Carleton College’s Perlman Teaching Museum, located in the Weitz Center for Creativity, will be hold a special reception from 7:30 to 9 p.m. on Friday, January 20 to formally celebrate the new art exhibition, “A Complex Weave: Women and Identity in Contemporary Art.” On display in the museum’s Braucher Gallery through March 11, the exhibit looks at the ongoing vitality of the feminist movement in art with works by contemporary female artists of varied backgrounds. The reception is free and open to the public.

Along with light refreshments, the reception will also feature a guided tour of the exhibition at 8 p.m., led by Martin Rosenberg, a professor of art history at Rutgers University, Camden, New Jersey. Rosenberg co-curated “A Complex Weave” along with J. Susan Isaacs, a professor of art history at Towson University in Maryland.

“A Complex Weave” explores ethnicity, nationality, sexual orientation and other aspects of identity through drawing, painting, sculpture, needlework and photography. Contemporary artists whose work is featured in the exhibition include Blanka Amezkua, Sarah Amos, Helene Aylon, Siona Benjamin, Zoe Charlton, Sonya Clark, Annet Couwenberg, Lalla A. Essaydi, Judy Gelles, Sharon Harper, Julie Harris, Fujiko Isomura, Tatiana Parcero, Philemona Williamson, April Wood, and Flo Oy Wong.

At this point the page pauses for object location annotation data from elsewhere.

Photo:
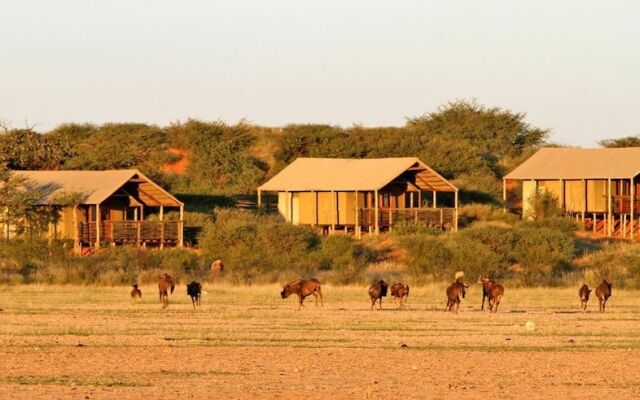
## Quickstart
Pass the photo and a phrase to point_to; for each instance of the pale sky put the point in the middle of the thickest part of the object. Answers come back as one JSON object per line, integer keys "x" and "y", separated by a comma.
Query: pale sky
{"x": 572, "y": 66}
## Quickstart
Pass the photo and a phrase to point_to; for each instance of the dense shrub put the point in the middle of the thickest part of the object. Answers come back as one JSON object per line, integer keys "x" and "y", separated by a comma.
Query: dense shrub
{"x": 41, "y": 262}
{"x": 411, "y": 228}
{"x": 528, "y": 254}
{"x": 542, "y": 204}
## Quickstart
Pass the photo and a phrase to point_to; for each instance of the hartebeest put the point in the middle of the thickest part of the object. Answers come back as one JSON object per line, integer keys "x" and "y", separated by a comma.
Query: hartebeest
{"x": 486, "y": 285}
{"x": 584, "y": 293}
{"x": 603, "y": 292}
{"x": 400, "y": 291}
{"x": 136, "y": 294}
{"x": 303, "y": 288}
{"x": 455, "y": 293}
{"x": 377, "y": 291}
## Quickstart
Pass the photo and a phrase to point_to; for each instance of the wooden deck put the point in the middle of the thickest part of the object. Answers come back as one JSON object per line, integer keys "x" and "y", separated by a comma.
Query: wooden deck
{"x": 437, "y": 217}
{"x": 132, "y": 232}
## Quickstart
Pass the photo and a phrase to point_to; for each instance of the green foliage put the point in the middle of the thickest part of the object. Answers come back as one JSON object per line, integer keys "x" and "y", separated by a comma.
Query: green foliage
{"x": 427, "y": 255}
{"x": 115, "y": 146}
{"x": 38, "y": 261}
{"x": 411, "y": 228}
{"x": 542, "y": 204}
{"x": 629, "y": 141}
{"x": 25, "y": 149}
{"x": 220, "y": 159}
{"x": 465, "y": 141}
{"x": 618, "y": 263}
{"x": 528, "y": 254}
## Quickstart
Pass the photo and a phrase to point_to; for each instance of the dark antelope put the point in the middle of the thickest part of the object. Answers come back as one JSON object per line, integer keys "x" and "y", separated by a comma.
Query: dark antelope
{"x": 194, "y": 289}
{"x": 584, "y": 293}
{"x": 165, "y": 283}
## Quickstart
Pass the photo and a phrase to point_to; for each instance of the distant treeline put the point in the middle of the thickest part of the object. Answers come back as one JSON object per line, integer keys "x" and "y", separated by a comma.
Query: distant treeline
{"x": 471, "y": 144}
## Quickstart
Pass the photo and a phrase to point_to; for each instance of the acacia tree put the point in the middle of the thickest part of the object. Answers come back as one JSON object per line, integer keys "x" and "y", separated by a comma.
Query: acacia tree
{"x": 628, "y": 141}
{"x": 24, "y": 149}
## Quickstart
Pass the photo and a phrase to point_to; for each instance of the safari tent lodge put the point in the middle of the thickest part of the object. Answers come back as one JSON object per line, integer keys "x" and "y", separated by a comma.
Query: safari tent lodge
{"x": 363, "y": 195}
{"x": 596, "y": 186}
{"x": 113, "y": 207}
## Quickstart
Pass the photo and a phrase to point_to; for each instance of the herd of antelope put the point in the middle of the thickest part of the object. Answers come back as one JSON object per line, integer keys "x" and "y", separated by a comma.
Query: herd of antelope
{"x": 492, "y": 291}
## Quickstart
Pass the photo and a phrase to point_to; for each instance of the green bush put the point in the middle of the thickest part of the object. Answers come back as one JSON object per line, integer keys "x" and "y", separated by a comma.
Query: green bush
{"x": 411, "y": 228}
{"x": 542, "y": 204}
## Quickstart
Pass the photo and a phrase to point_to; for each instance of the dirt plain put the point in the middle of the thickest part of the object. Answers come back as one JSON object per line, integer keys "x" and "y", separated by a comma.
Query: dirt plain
{"x": 72, "y": 342}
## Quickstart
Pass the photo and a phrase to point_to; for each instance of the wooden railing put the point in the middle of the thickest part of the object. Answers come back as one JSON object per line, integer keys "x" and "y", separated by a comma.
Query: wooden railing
{"x": 621, "y": 204}
{"x": 160, "y": 232}
{"x": 440, "y": 217}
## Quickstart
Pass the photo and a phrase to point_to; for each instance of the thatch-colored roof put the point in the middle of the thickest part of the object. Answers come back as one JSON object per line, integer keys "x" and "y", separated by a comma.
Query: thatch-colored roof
{"x": 97, "y": 186}
{"x": 572, "y": 163}
{"x": 339, "y": 174}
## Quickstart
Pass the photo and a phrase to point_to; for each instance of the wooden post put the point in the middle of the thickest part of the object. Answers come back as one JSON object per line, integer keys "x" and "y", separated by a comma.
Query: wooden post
{"x": 334, "y": 210}
{"x": 376, "y": 210}
{"x": 315, "y": 207}
{"x": 455, "y": 215}
{"x": 584, "y": 203}
{"x": 356, "y": 228}
{"x": 609, "y": 224}
{"x": 632, "y": 193}
{"x": 181, "y": 227}
{"x": 504, "y": 196}
{"x": 287, "y": 206}
{"x": 98, "y": 225}
{"x": 76, "y": 233}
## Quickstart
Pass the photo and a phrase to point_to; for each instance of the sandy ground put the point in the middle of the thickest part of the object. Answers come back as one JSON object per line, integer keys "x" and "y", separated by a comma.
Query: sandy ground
{"x": 79, "y": 343}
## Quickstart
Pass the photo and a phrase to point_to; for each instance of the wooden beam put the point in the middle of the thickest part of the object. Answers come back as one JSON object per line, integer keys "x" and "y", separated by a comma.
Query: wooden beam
{"x": 334, "y": 210}
{"x": 584, "y": 203}
{"x": 181, "y": 227}
{"x": 161, "y": 227}
{"x": 287, "y": 205}
{"x": 356, "y": 228}
{"x": 632, "y": 193}
{"x": 98, "y": 225}
{"x": 610, "y": 225}
{"x": 455, "y": 221}
{"x": 504, "y": 195}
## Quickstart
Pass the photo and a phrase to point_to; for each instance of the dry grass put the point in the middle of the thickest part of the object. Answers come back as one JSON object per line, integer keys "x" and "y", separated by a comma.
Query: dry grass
{"x": 65, "y": 341}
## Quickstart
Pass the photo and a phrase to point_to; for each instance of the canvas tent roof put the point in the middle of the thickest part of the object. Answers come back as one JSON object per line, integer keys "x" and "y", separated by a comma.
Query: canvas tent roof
{"x": 339, "y": 174}
{"x": 97, "y": 186}
{"x": 574, "y": 163}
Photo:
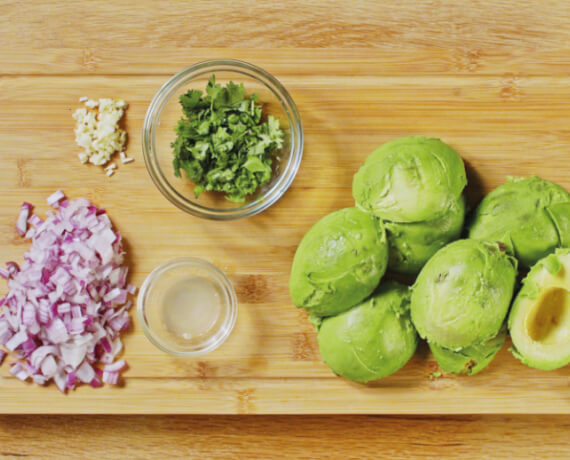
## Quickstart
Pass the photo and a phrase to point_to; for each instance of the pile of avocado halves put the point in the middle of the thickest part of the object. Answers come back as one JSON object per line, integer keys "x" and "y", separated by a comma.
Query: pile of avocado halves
{"x": 409, "y": 216}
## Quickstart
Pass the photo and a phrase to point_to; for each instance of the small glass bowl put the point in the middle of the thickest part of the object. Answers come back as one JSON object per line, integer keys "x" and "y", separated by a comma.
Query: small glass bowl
{"x": 165, "y": 111}
{"x": 158, "y": 297}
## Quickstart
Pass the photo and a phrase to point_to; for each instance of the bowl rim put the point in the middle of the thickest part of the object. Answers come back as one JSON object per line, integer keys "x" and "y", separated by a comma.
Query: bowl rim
{"x": 219, "y": 276}
{"x": 166, "y": 92}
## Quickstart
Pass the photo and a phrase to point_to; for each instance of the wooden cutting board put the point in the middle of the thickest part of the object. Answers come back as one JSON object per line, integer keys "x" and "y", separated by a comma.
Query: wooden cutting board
{"x": 505, "y": 112}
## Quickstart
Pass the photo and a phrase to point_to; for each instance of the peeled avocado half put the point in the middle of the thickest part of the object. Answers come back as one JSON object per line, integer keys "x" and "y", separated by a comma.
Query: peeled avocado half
{"x": 411, "y": 179}
{"x": 339, "y": 262}
{"x": 529, "y": 216}
{"x": 470, "y": 360}
{"x": 371, "y": 340}
{"x": 462, "y": 295}
{"x": 539, "y": 322}
{"x": 412, "y": 244}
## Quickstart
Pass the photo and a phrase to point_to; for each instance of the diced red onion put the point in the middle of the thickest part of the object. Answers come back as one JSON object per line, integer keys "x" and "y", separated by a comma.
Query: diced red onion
{"x": 112, "y": 378}
{"x": 63, "y": 315}
{"x": 54, "y": 198}
{"x": 117, "y": 366}
{"x": 16, "y": 340}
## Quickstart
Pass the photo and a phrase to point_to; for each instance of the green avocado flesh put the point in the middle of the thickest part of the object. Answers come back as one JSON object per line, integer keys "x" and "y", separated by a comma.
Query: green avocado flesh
{"x": 529, "y": 216}
{"x": 372, "y": 340}
{"x": 469, "y": 360}
{"x": 411, "y": 179}
{"x": 412, "y": 244}
{"x": 539, "y": 321}
{"x": 462, "y": 295}
{"x": 339, "y": 262}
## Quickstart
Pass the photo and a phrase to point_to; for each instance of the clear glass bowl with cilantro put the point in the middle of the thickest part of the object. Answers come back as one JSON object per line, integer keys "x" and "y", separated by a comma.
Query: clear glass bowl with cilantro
{"x": 222, "y": 140}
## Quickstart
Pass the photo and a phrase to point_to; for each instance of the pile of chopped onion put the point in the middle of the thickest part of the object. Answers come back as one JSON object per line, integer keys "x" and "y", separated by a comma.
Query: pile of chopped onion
{"x": 67, "y": 304}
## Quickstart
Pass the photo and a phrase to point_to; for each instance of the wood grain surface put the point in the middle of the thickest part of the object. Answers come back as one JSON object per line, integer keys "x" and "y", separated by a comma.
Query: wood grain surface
{"x": 289, "y": 437}
{"x": 491, "y": 78}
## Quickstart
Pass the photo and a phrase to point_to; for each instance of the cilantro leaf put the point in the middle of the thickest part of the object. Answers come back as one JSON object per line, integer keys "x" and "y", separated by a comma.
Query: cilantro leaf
{"x": 222, "y": 144}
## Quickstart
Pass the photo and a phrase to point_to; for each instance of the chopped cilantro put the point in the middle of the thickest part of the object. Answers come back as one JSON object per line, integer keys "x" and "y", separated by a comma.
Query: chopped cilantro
{"x": 222, "y": 143}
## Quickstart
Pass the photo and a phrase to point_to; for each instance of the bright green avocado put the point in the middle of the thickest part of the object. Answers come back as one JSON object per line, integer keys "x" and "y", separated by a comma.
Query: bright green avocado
{"x": 531, "y": 217}
{"x": 339, "y": 262}
{"x": 412, "y": 244}
{"x": 462, "y": 295}
{"x": 411, "y": 179}
{"x": 469, "y": 360}
{"x": 539, "y": 321}
{"x": 373, "y": 339}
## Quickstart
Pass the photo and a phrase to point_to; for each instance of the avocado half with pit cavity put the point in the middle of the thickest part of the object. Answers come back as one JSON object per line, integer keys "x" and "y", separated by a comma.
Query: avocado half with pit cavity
{"x": 539, "y": 322}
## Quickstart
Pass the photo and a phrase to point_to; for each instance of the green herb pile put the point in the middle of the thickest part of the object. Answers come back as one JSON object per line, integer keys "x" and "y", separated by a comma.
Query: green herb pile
{"x": 222, "y": 144}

The exhibition seeks to reaffirm the strength of feminism in a new century in which issues of personal identities seem increasingly intricate and critical.

The exhibition is divided into five thematic sections. In “Images and Text (Superimpositions),” Aylon, Essaydi and Parcero seek to deconstruct standard conventions of gender through a mixture of images and texts. In “Complex Geographies (Hybrids),” Benjamin, Amos and Isomura draw on their varied experiences as immigrants to the United States to create complex images of modern female identity. In “The Female Body (Pushing the Boundaries),” Charlton, Harper and Amezkua engage the controversial and multifaceted image of the female form. In “Childhood and Family (Relationships),” Gelles, Wong and Williamson explore issues of heritage and history. And in “Accessories (Clothing and Related Objects),” Couwenberg, Clark, Harris and Wood invoke the female body and female experience through personal objects rendered with unexpected and eloquent materials.

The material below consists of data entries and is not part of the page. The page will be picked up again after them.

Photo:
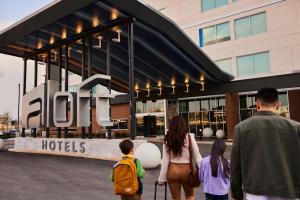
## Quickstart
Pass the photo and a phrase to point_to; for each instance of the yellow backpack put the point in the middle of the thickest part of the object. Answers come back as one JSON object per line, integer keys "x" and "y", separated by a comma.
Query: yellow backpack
{"x": 125, "y": 177}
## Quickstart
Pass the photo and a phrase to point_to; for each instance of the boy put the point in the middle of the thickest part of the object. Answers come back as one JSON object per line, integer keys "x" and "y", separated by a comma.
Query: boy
{"x": 130, "y": 188}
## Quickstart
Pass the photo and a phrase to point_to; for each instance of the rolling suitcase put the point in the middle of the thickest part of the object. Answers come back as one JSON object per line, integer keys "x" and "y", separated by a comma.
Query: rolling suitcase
{"x": 155, "y": 191}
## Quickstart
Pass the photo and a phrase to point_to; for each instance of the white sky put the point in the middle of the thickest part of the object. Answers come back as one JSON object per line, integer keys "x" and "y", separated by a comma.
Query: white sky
{"x": 11, "y": 68}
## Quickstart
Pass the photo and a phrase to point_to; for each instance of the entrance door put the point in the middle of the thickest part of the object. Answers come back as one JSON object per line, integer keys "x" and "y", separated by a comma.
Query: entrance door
{"x": 150, "y": 128}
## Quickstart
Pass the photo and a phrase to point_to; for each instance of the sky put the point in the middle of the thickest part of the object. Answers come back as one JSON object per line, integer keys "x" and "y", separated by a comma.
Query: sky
{"x": 11, "y": 68}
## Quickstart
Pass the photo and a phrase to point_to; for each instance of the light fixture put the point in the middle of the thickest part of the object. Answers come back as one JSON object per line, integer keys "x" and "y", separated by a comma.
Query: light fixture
{"x": 39, "y": 44}
{"x": 159, "y": 87}
{"x": 95, "y": 21}
{"x": 148, "y": 89}
{"x": 51, "y": 41}
{"x": 202, "y": 82}
{"x": 114, "y": 14}
{"x": 79, "y": 28}
{"x": 64, "y": 34}
{"x": 118, "y": 39}
{"x": 69, "y": 51}
{"x": 173, "y": 85}
{"x": 187, "y": 84}
{"x": 99, "y": 46}
{"x": 136, "y": 88}
{"x": 43, "y": 59}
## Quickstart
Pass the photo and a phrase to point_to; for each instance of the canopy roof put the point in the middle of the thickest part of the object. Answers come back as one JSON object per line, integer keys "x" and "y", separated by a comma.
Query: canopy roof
{"x": 162, "y": 50}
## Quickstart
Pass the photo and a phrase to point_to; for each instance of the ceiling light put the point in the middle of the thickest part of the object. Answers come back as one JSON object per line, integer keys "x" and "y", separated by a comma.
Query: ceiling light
{"x": 99, "y": 46}
{"x": 118, "y": 39}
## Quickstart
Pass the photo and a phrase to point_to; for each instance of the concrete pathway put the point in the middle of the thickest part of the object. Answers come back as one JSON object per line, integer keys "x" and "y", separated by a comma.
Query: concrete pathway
{"x": 44, "y": 177}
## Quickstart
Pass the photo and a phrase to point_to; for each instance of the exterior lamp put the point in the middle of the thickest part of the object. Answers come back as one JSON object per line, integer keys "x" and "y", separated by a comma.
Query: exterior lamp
{"x": 187, "y": 85}
{"x": 202, "y": 82}
{"x": 173, "y": 86}
{"x": 118, "y": 39}
{"x": 159, "y": 87}
{"x": 99, "y": 46}
{"x": 136, "y": 88}
{"x": 148, "y": 89}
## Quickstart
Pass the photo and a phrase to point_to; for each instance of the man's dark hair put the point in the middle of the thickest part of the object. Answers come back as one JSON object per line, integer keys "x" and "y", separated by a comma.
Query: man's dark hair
{"x": 267, "y": 95}
{"x": 126, "y": 146}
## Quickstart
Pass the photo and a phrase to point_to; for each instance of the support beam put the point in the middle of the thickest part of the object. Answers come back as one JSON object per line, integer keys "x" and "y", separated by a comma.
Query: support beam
{"x": 60, "y": 81}
{"x": 66, "y": 82}
{"x": 35, "y": 84}
{"x": 131, "y": 81}
{"x": 48, "y": 75}
{"x": 90, "y": 46}
{"x": 24, "y": 86}
{"x": 83, "y": 58}
{"x": 108, "y": 72}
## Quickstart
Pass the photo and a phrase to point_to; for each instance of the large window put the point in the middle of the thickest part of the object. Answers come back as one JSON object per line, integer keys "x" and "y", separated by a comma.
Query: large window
{"x": 225, "y": 65}
{"x": 214, "y": 34}
{"x": 253, "y": 64}
{"x": 250, "y": 25}
{"x": 211, "y": 4}
{"x": 203, "y": 113}
{"x": 248, "y": 106}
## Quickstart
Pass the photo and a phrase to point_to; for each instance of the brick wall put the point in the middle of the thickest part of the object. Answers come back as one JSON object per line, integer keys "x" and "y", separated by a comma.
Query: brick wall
{"x": 232, "y": 112}
{"x": 294, "y": 104}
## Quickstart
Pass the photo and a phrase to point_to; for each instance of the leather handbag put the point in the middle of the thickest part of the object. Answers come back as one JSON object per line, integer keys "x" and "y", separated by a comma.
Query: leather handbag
{"x": 194, "y": 180}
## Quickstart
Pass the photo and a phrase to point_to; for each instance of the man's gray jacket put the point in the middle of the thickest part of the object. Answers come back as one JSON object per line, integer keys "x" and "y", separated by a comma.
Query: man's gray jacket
{"x": 265, "y": 157}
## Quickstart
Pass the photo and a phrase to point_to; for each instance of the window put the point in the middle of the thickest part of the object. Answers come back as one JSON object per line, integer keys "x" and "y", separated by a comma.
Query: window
{"x": 214, "y": 34}
{"x": 248, "y": 105}
{"x": 211, "y": 4}
{"x": 225, "y": 65}
{"x": 250, "y": 25}
{"x": 253, "y": 64}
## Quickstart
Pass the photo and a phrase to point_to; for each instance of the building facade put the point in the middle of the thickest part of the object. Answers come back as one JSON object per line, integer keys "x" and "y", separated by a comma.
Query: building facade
{"x": 257, "y": 41}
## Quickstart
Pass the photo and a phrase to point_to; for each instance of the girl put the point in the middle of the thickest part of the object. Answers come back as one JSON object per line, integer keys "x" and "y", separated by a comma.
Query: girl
{"x": 214, "y": 173}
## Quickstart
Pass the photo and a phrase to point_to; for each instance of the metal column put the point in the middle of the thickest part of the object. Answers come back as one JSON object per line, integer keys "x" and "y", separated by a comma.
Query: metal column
{"x": 90, "y": 43}
{"x": 48, "y": 75}
{"x": 59, "y": 80}
{"x": 131, "y": 81}
{"x": 66, "y": 83}
{"x": 24, "y": 86}
{"x": 108, "y": 72}
{"x": 83, "y": 57}
{"x": 35, "y": 83}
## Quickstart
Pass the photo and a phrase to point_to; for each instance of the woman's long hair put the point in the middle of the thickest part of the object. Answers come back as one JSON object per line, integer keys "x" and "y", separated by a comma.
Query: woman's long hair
{"x": 216, "y": 154}
{"x": 175, "y": 138}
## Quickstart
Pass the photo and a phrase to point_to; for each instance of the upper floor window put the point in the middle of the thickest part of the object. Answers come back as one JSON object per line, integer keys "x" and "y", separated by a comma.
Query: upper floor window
{"x": 211, "y": 4}
{"x": 253, "y": 64}
{"x": 250, "y": 25}
{"x": 225, "y": 65}
{"x": 214, "y": 34}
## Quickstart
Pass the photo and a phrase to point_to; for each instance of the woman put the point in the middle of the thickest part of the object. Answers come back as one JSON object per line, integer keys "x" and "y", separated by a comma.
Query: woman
{"x": 214, "y": 173}
{"x": 175, "y": 166}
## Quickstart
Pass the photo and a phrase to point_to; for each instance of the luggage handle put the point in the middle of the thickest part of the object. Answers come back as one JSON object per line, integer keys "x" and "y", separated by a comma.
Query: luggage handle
{"x": 166, "y": 188}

For more information, including disability accommodations, contact Laurel Bradley at (507) 222-4342 or visit online at https://apps.carleton.edu/museum/. The Weitz Center for Creativity is located at 320 Third Street East in Northfield. Hours for the Perlman Teaching Museum are: Monday-Wednesday, 11 a.m. to 6 p.m.; Thursday-Friday 11 a.m. to 9 p.m.; and Saturday-Sunday, 12 p.m. to 4 p.m. Enter the Perlman Teaching Museum, Weitz Center for Creativity, at Third and College Streets.